They're saying:
1. A large number of the tests are inaccurate; so correct solutions will be marked as incorrect.
2. Frontier models have already read and memorized the PR's the problems are based on.
3. In fact, many problems are essentially impossible to get right if you haven't memorized the solution: for example, the test cases will fail if you didn't happen to expose a helper function with a specific name. That name isn't mentioned in the problem; but frontier models are passing that test anyway because they remember that such a helper function is necessary.
If the next stage of benchmarks don't address these issues, they'll continue to have the same problems, saturated or not.
But the article says "We audited a 27.6% subset of the dataset that models often failed to solve [which is 19.1% of the problems at time of publication] and found that at least 59.4% of the audited problems have flawed test cases that reject functionally correct submission"
0.191 * 0.594 > 1 - 0.936
Does this mean that the audited subset wasn't representative? Or that Anthropic is getting high answers through some shady means?

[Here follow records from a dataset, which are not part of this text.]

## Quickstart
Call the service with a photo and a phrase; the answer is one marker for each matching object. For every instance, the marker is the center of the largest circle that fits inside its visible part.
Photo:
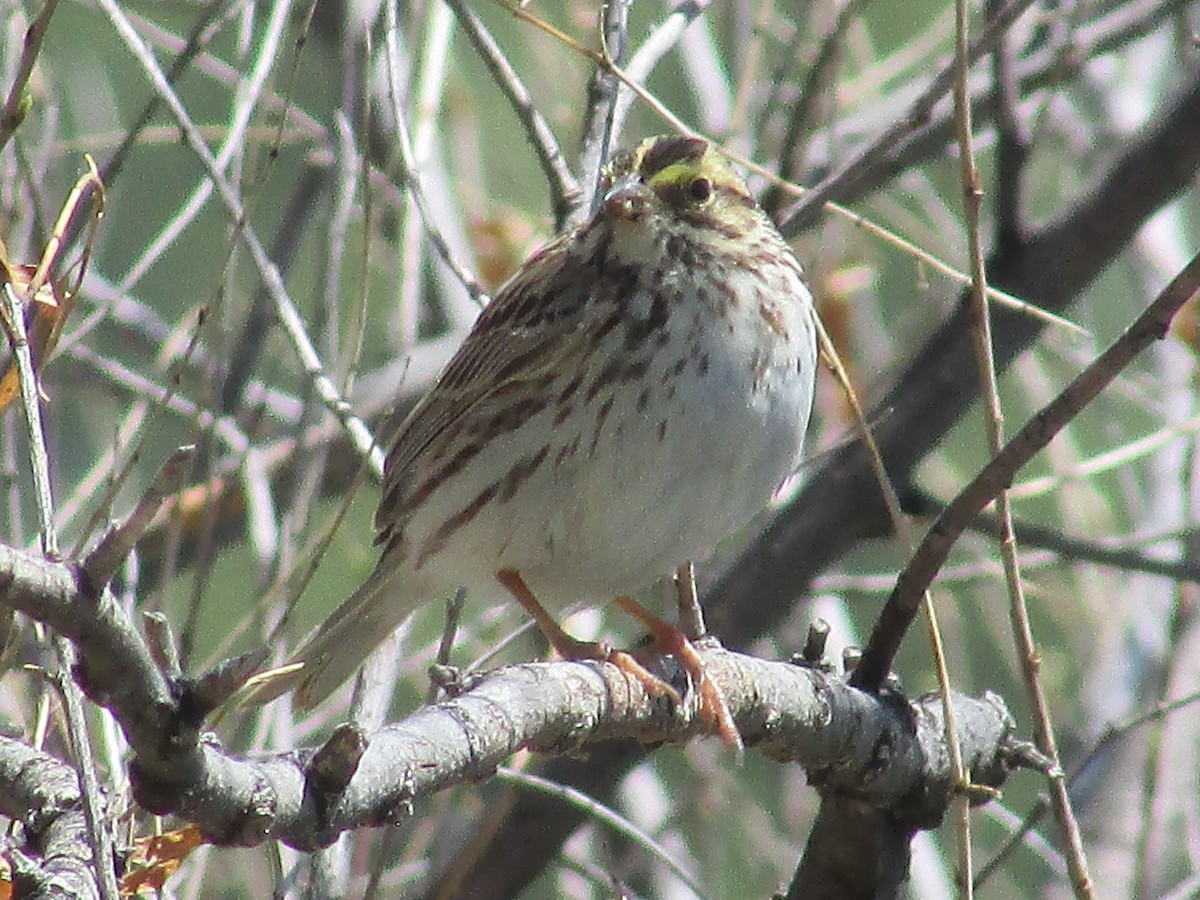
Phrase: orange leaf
(156, 858)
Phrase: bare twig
(901, 606)
(13, 316)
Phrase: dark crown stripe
(667, 151)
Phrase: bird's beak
(628, 198)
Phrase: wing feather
(531, 329)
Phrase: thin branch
(101, 843)
(288, 316)
(901, 606)
(565, 193)
(786, 712)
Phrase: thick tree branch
(879, 749)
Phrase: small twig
(102, 562)
(454, 613)
(815, 89)
(601, 124)
(409, 173)
(13, 317)
(867, 157)
(288, 316)
(605, 815)
(565, 193)
(691, 617)
(18, 102)
(958, 516)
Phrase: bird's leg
(574, 648)
(669, 639)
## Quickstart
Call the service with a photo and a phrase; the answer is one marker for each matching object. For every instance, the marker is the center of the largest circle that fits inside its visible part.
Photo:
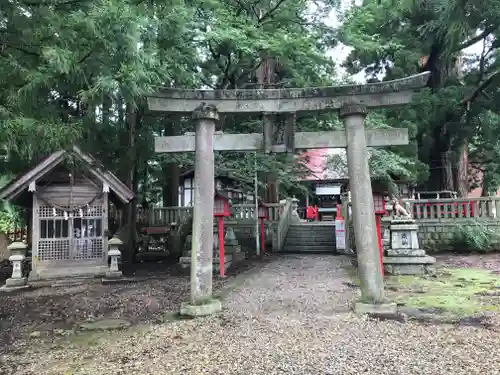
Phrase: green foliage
(475, 237)
(389, 41)
(10, 218)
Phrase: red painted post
(262, 237)
(379, 240)
(221, 247)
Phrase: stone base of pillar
(16, 283)
(235, 252)
(211, 307)
(418, 266)
(295, 218)
(228, 260)
(375, 308)
(114, 274)
(185, 262)
(405, 257)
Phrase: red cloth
(310, 212)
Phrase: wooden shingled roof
(19, 185)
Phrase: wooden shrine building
(69, 193)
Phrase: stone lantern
(295, 219)
(115, 253)
(17, 257)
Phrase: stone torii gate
(351, 101)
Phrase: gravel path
(289, 317)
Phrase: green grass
(454, 291)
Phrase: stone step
(309, 249)
(311, 227)
(305, 243)
(311, 236)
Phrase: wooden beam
(380, 94)
(303, 140)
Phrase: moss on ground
(459, 291)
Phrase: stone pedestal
(404, 257)
(295, 218)
(232, 247)
(232, 251)
(17, 257)
(115, 254)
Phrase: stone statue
(399, 211)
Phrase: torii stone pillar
(202, 302)
(370, 271)
(351, 101)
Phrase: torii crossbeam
(351, 101)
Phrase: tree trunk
(171, 171)
(129, 213)
(462, 181)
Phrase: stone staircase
(311, 238)
(232, 251)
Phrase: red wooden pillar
(262, 237)
(379, 240)
(221, 247)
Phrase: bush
(10, 218)
(475, 237)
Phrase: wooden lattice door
(87, 226)
(70, 236)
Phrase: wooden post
(203, 210)
(262, 237)
(221, 247)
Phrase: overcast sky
(340, 53)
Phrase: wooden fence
(158, 216)
(457, 208)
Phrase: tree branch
(475, 93)
(44, 3)
(477, 38)
(271, 11)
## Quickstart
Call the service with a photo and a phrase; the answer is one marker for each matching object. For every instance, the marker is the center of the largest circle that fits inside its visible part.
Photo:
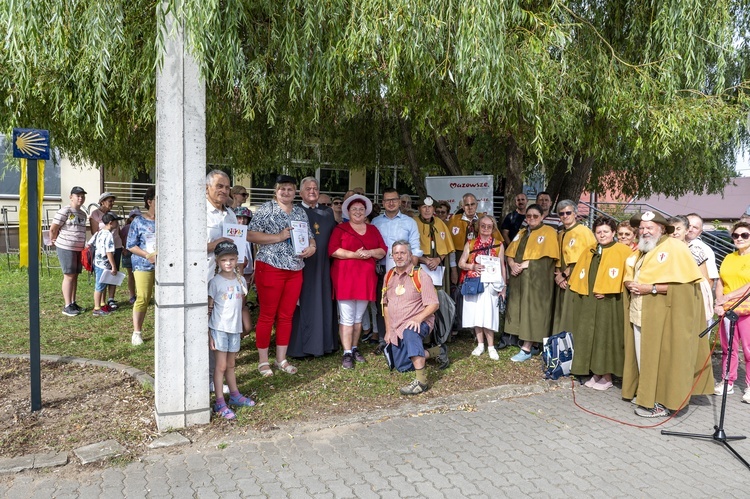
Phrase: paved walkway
(481, 445)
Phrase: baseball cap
(106, 195)
(110, 217)
(225, 248)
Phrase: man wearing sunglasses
(664, 357)
(693, 238)
(514, 220)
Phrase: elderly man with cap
(106, 203)
(409, 306)
(393, 226)
(434, 240)
(68, 233)
(664, 357)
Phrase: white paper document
(300, 239)
(237, 233)
(436, 275)
(493, 266)
(108, 278)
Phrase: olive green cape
(673, 358)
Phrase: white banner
(452, 189)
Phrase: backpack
(88, 254)
(557, 355)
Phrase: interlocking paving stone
(169, 440)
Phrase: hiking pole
(719, 435)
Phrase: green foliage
(645, 89)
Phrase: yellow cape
(443, 239)
(542, 242)
(609, 277)
(669, 262)
(573, 242)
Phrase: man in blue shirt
(393, 226)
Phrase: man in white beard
(663, 353)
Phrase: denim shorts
(225, 342)
(98, 273)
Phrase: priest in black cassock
(315, 327)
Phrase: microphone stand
(719, 435)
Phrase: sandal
(241, 401)
(224, 411)
(265, 372)
(285, 366)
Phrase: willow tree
(630, 87)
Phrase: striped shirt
(72, 236)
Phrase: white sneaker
(136, 339)
(719, 388)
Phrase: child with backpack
(226, 298)
(104, 259)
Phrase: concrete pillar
(182, 397)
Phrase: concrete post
(181, 358)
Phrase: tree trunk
(513, 174)
(446, 157)
(417, 176)
(569, 184)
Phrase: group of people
(132, 245)
(331, 273)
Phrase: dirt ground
(80, 405)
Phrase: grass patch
(320, 389)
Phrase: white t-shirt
(215, 218)
(105, 243)
(229, 297)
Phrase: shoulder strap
(416, 278)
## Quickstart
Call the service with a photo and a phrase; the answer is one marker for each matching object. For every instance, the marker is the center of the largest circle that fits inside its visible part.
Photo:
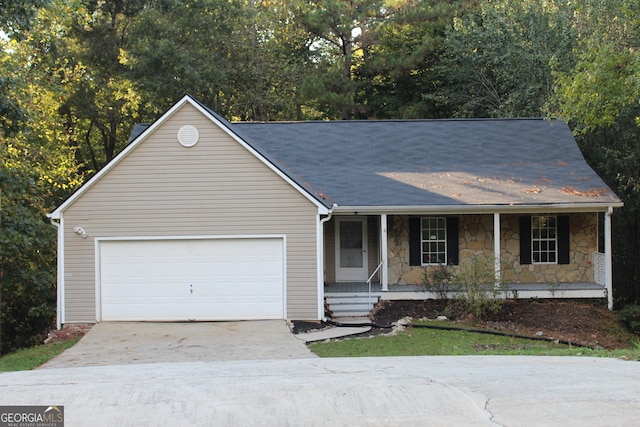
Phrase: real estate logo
(31, 416)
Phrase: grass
(431, 342)
(30, 358)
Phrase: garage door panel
(209, 279)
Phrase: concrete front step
(349, 305)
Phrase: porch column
(496, 247)
(608, 270)
(384, 258)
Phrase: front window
(434, 240)
(544, 239)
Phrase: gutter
(57, 223)
(321, 260)
(479, 209)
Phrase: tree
(399, 71)
(340, 40)
(35, 173)
(605, 79)
(498, 61)
(600, 97)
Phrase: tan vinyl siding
(214, 188)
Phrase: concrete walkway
(400, 391)
(123, 343)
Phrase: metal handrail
(371, 277)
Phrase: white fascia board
(478, 209)
(145, 134)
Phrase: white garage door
(204, 279)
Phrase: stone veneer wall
(476, 239)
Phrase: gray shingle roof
(431, 162)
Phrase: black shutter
(563, 239)
(525, 240)
(452, 241)
(415, 241)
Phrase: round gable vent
(188, 136)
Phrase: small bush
(481, 296)
(630, 317)
(437, 279)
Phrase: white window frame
(433, 239)
(544, 239)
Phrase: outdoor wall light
(80, 231)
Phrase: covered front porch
(368, 258)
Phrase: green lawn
(431, 342)
(30, 358)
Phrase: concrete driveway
(124, 343)
(385, 391)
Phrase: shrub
(437, 279)
(481, 296)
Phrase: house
(202, 219)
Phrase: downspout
(321, 261)
(59, 284)
(608, 266)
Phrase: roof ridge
(471, 119)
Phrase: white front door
(351, 249)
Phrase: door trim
(351, 274)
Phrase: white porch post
(608, 271)
(384, 278)
(496, 247)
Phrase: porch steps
(351, 304)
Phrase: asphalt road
(386, 391)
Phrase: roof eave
(479, 209)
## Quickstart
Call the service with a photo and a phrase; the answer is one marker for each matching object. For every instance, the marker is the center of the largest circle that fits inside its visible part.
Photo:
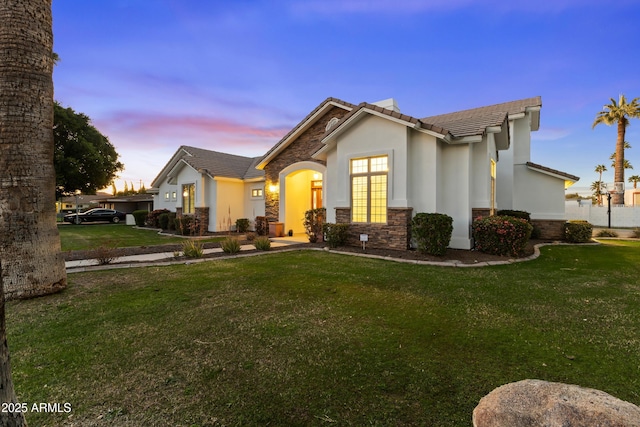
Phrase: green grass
(90, 236)
(314, 338)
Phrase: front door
(316, 194)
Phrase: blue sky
(235, 76)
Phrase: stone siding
(299, 150)
(395, 234)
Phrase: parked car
(94, 215)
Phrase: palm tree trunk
(618, 198)
(29, 241)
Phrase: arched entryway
(301, 189)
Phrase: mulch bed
(461, 256)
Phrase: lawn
(91, 236)
(315, 338)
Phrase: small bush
(313, 220)
(501, 235)
(262, 226)
(432, 232)
(193, 248)
(153, 218)
(335, 234)
(230, 245)
(140, 217)
(607, 233)
(262, 243)
(578, 231)
(242, 225)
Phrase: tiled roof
(474, 121)
(302, 122)
(226, 165)
(553, 171)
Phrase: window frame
(375, 208)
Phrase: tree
(84, 159)
(619, 113)
(31, 262)
(600, 169)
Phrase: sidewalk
(144, 259)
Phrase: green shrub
(262, 226)
(335, 234)
(163, 221)
(153, 218)
(242, 225)
(501, 235)
(313, 220)
(140, 217)
(262, 243)
(607, 233)
(193, 248)
(230, 245)
(578, 231)
(432, 232)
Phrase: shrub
(335, 234)
(140, 217)
(230, 245)
(313, 220)
(432, 232)
(262, 226)
(501, 235)
(262, 243)
(193, 248)
(163, 221)
(578, 231)
(607, 233)
(153, 218)
(242, 225)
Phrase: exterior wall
(539, 194)
(299, 151)
(393, 235)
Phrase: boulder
(530, 403)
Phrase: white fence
(621, 216)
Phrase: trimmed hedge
(140, 217)
(432, 232)
(335, 234)
(501, 235)
(578, 231)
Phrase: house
(217, 188)
(374, 167)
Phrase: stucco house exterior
(218, 188)
(374, 167)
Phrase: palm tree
(600, 169)
(31, 262)
(619, 112)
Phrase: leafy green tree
(84, 159)
(619, 112)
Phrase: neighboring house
(373, 167)
(218, 188)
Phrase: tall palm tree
(600, 169)
(31, 262)
(618, 112)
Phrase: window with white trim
(369, 189)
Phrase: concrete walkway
(168, 257)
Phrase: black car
(94, 215)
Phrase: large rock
(544, 404)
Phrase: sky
(236, 76)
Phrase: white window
(369, 189)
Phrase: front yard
(315, 338)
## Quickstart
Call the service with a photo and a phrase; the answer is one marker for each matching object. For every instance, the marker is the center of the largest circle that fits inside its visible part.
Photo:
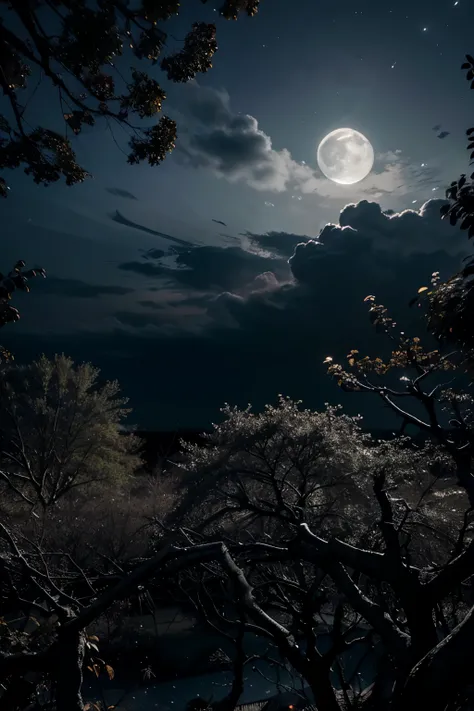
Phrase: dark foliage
(74, 45)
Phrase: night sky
(185, 281)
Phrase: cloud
(75, 288)
(236, 148)
(122, 220)
(122, 193)
(282, 243)
(210, 268)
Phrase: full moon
(345, 156)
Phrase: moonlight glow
(345, 156)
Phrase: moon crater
(345, 156)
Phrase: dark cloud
(143, 268)
(280, 242)
(76, 288)
(154, 253)
(238, 326)
(210, 268)
(122, 193)
(122, 220)
(233, 145)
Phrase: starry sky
(198, 282)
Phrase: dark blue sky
(217, 314)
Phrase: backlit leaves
(200, 45)
(79, 60)
(156, 143)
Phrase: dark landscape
(236, 355)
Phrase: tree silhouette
(450, 304)
(75, 46)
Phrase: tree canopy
(450, 303)
(75, 47)
(59, 430)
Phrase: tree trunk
(445, 670)
(67, 672)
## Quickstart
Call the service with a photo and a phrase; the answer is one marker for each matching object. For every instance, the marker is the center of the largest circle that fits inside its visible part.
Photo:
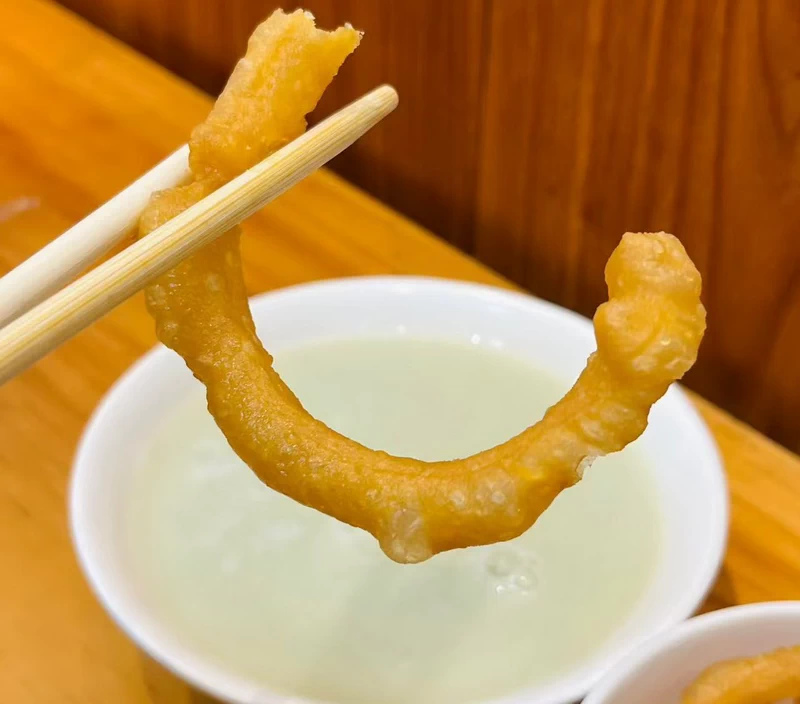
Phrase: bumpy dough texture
(764, 679)
(648, 335)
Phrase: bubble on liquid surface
(513, 571)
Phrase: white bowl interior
(678, 447)
(666, 666)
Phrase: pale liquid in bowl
(310, 607)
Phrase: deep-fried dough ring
(764, 679)
(647, 334)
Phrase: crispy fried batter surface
(764, 679)
(648, 334)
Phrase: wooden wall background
(532, 133)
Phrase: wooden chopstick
(56, 264)
(69, 311)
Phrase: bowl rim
(658, 646)
(219, 682)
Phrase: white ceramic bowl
(660, 670)
(680, 451)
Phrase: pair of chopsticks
(31, 332)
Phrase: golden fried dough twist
(648, 335)
(764, 679)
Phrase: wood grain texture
(77, 123)
(72, 309)
(430, 51)
(681, 115)
(535, 132)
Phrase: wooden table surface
(80, 117)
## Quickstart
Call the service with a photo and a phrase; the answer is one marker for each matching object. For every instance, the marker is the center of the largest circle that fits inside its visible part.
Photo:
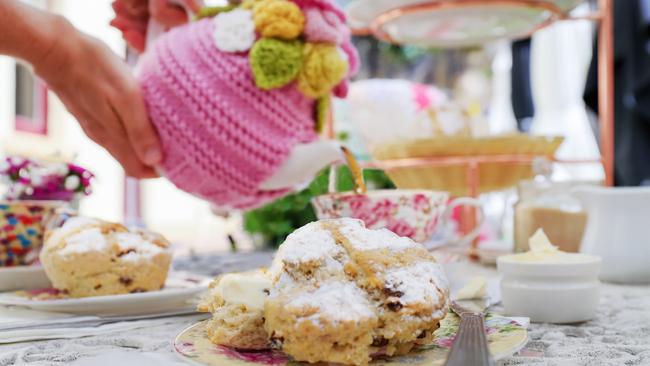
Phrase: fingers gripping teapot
(237, 97)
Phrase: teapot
(237, 97)
(618, 230)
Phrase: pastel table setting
(617, 335)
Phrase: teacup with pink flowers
(417, 214)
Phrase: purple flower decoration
(36, 180)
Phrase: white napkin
(69, 333)
(15, 316)
(131, 358)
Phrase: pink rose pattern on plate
(414, 215)
(505, 336)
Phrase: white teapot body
(618, 230)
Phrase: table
(620, 334)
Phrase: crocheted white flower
(234, 31)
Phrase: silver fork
(470, 347)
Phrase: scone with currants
(343, 293)
(88, 257)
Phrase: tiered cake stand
(461, 23)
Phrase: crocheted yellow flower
(275, 63)
(278, 19)
(324, 66)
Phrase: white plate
(453, 27)
(180, 292)
(23, 278)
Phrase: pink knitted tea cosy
(227, 117)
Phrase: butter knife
(470, 347)
(82, 322)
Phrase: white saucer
(179, 293)
(23, 278)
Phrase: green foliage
(275, 221)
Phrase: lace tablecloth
(620, 334)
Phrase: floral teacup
(411, 213)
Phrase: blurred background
(535, 85)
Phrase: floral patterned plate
(505, 337)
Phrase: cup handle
(464, 201)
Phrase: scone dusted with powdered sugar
(342, 293)
(88, 257)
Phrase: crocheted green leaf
(275, 63)
(212, 11)
(322, 112)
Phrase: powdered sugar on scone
(334, 301)
(363, 239)
(87, 240)
(136, 246)
(426, 289)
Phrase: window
(31, 102)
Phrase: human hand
(100, 91)
(132, 17)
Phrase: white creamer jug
(618, 230)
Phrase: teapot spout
(305, 161)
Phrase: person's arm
(92, 82)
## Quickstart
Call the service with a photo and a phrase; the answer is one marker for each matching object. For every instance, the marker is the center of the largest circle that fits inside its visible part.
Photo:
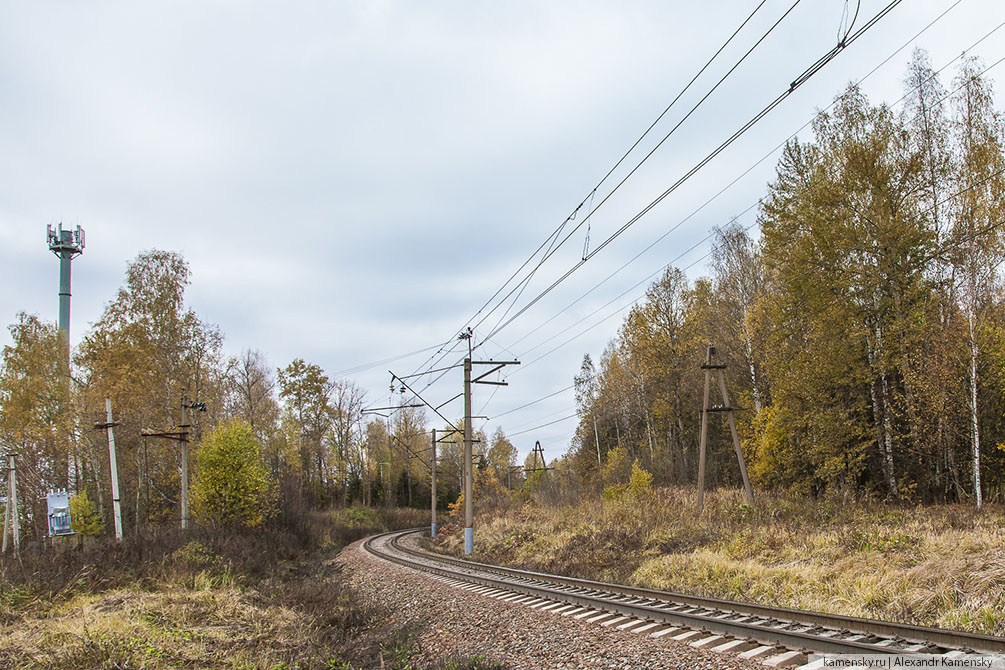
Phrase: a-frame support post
(705, 429)
(710, 365)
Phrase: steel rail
(794, 629)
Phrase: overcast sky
(351, 181)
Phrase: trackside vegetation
(933, 565)
(267, 597)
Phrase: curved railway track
(781, 635)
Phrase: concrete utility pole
(180, 436)
(468, 486)
(708, 367)
(67, 245)
(184, 425)
(11, 520)
(468, 473)
(432, 489)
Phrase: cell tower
(67, 245)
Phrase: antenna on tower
(66, 245)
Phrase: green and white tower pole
(66, 245)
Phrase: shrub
(231, 486)
(640, 483)
(84, 518)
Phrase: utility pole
(432, 488)
(182, 437)
(11, 519)
(468, 473)
(468, 480)
(109, 426)
(708, 367)
(537, 451)
(184, 425)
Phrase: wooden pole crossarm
(441, 405)
(394, 407)
(484, 375)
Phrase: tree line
(863, 328)
(148, 349)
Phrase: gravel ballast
(455, 622)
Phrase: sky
(352, 181)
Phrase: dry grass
(269, 599)
(941, 566)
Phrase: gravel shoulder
(465, 624)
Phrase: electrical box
(58, 508)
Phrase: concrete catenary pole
(468, 485)
(10, 516)
(184, 439)
(432, 489)
(114, 470)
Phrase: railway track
(780, 637)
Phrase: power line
(638, 166)
(804, 76)
(550, 423)
(550, 241)
(749, 170)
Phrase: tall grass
(265, 598)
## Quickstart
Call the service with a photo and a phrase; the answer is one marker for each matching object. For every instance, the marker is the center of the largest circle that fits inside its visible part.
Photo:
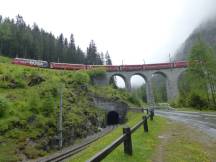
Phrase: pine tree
(91, 55)
(108, 59)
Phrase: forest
(17, 39)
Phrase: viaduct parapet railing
(125, 138)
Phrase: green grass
(143, 143)
(187, 145)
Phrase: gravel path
(203, 121)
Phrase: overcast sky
(131, 30)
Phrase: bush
(134, 100)
(4, 105)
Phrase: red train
(110, 68)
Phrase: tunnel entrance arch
(112, 118)
(118, 81)
(139, 86)
(159, 85)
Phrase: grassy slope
(180, 143)
(29, 113)
(143, 143)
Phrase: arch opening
(159, 84)
(112, 118)
(139, 87)
(118, 81)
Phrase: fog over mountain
(206, 30)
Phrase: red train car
(157, 66)
(110, 68)
(66, 66)
(131, 67)
(180, 64)
(30, 62)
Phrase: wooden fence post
(145, 124)
(127, 142)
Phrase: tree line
(17, 39)
(198, 84)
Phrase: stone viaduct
(172, 76)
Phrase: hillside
(29, 107)
(207, 32)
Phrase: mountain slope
(206, 31)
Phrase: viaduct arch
(172, 76)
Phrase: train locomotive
(109, 68)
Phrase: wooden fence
(125, 138)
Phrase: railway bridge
(171, 75)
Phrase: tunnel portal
(112, 118)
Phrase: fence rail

You can’t trust it that a model that scores 93% is better at software engineering than a model that scores 90%, because at that point it’s impossible to distinguish between recall and reasoning.
40% vs 90%? Sure.
70% vs 90%? _Absolutely meaningless_ as you are not measuring coding intelligence but “how well can the model cheat flaws in SWEBench Verified”, the former can certainly be better at coding even assuming no deliberate benchmaxxing / foul play.
But how do you know the model was over-optimized for it or just really good?
It would be interesting to see a deeper investigation, into how the models are dealing with this and whether the successful ones seemed to be trained on the benchmark.
SPECint and SPECfp went through this exact movie: benchmark, saturate, retire, replace, repeat. The treadmill is the product.
I don't have the solution just noticing the pattern.
However, both kinds of tests are susceptible to over-fitting: an LLM can be trained on the exact test questions, and a CPU can be designed with eg. branch predictors and cache sizes tuned specifically to handle a particular benchmark or workload.
Both that and the SPEC compiler shenanigans are cheating by changing the test, not just over-specializing the product being benchmarked.
An industry-standard benchmark shouldn't be hosted or designed by a lab producing the models, regardless.
But if some or all players are bench-maxing it, then it becomes a much less useful metric for comparison.
Also, this doesn't address what OpenAI says about the test suite disallowing valid solutions.